Responsibility is a headache. I've always been bad at sincerity, so I play it all off as a Quality Goof. That all said, becoming secretary is something I knew I could do but something that requires...being a serious human being, for five minutes at the very least.
What do I want? What do I expect from this? And what do I plan on giving back?
Answer 1) im genuinely just in it for a laff
Too flippant. What do I want? Really, ultimately, beyond more absinthe?
Answer 1, take 2.
I want the best for this society. I want to help take it to the next level, I want what I'm doing to pay off, I want to be able to see the effects of it. Maybe it all comes back to some deep, primal anxiety of 'I want to be liked'. That's a little too depressing so we'll just pretend I said nothing.
Answer 2) What do I expect? I don't know what to expect. I expect to have a good time with people I respect. I expect to be offered as a sacrifice to some eldritch power. I expect to enjoy myself but also be utterly frustrated.
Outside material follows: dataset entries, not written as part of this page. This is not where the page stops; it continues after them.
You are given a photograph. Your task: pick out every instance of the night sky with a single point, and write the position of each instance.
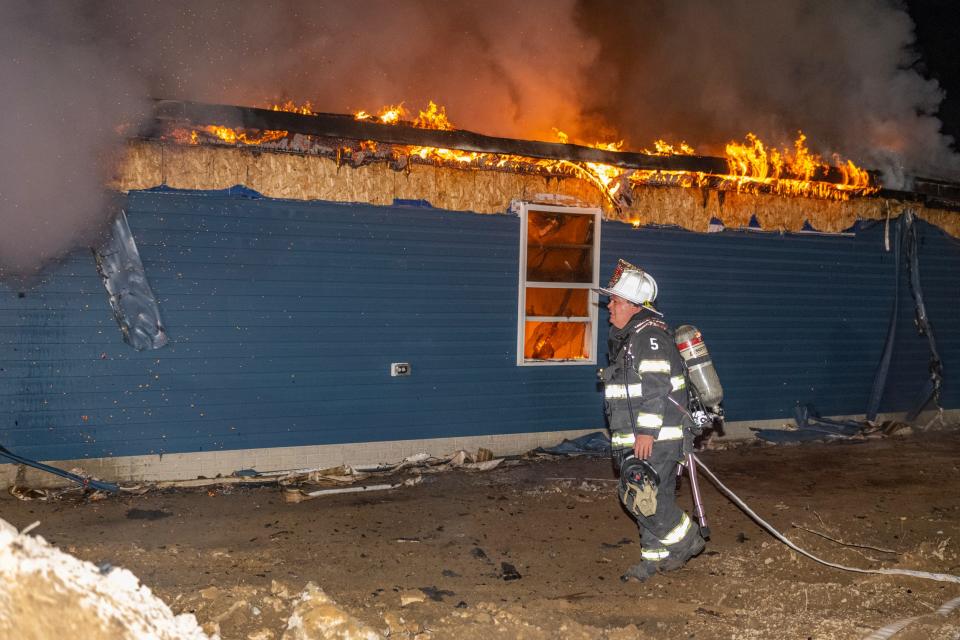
(938, 28)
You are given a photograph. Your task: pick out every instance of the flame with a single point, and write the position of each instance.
(304, 109)
(392, 114)
(753, 166)
(435, 117)
(663, 148)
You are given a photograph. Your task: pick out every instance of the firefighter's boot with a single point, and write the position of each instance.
(640, 572)
(682, 553)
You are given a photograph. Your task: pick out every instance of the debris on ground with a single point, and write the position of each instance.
(317, 617)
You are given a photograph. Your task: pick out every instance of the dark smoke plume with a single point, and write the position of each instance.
(708, 72)
(691, 70)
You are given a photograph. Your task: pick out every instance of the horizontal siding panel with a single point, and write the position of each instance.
(284, 317)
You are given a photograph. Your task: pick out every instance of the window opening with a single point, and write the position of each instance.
(559, 266)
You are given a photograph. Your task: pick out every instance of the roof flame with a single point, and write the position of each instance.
(752, 165)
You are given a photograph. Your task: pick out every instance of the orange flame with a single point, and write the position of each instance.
(752, 165)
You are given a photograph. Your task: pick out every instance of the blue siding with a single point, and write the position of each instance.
(284, 317)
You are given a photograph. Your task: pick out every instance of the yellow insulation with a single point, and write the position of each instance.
(304, 177)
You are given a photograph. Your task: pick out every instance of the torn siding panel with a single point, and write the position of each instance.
(131, 298)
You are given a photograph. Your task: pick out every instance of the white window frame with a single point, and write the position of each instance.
(592, 297)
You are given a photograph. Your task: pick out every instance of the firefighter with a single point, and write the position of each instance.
(645, 397)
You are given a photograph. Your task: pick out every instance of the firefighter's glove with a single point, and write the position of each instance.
(638, 487)
(620, 454)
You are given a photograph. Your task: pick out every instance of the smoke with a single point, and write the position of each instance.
(62, 98)
(691, 70)
(708, 72)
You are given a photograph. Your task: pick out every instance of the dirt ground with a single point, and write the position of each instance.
(534, 549)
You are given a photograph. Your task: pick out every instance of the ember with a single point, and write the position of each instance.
(752, 166)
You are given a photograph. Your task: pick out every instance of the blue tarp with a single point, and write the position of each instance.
(591, 444)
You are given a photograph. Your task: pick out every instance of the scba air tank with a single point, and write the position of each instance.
(703, 375)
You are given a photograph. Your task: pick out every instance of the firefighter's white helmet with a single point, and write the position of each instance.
(632, 284)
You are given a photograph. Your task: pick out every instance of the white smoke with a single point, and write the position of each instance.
(693, 70)
(708, 72)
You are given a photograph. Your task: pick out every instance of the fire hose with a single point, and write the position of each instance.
(942, 577)
(82, 481)
(881, 634)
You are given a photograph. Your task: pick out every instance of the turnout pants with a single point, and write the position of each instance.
(669, 533)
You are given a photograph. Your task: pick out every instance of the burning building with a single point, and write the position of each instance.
(358, 288)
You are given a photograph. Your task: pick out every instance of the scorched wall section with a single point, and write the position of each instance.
(284, 318)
I expect the worst and I hope for the best.
Managed to get serious on the first take there. It's a miracle.
Answer 3) What do I plan on giving back?
Honestly, there are so many possible answers. 'All that I can' is the truest but it seems trite, intangible. Meaningless. I'll give what I can. Which is: at least once a week, I'll be back on my bullshit for the common enjoyment of the people.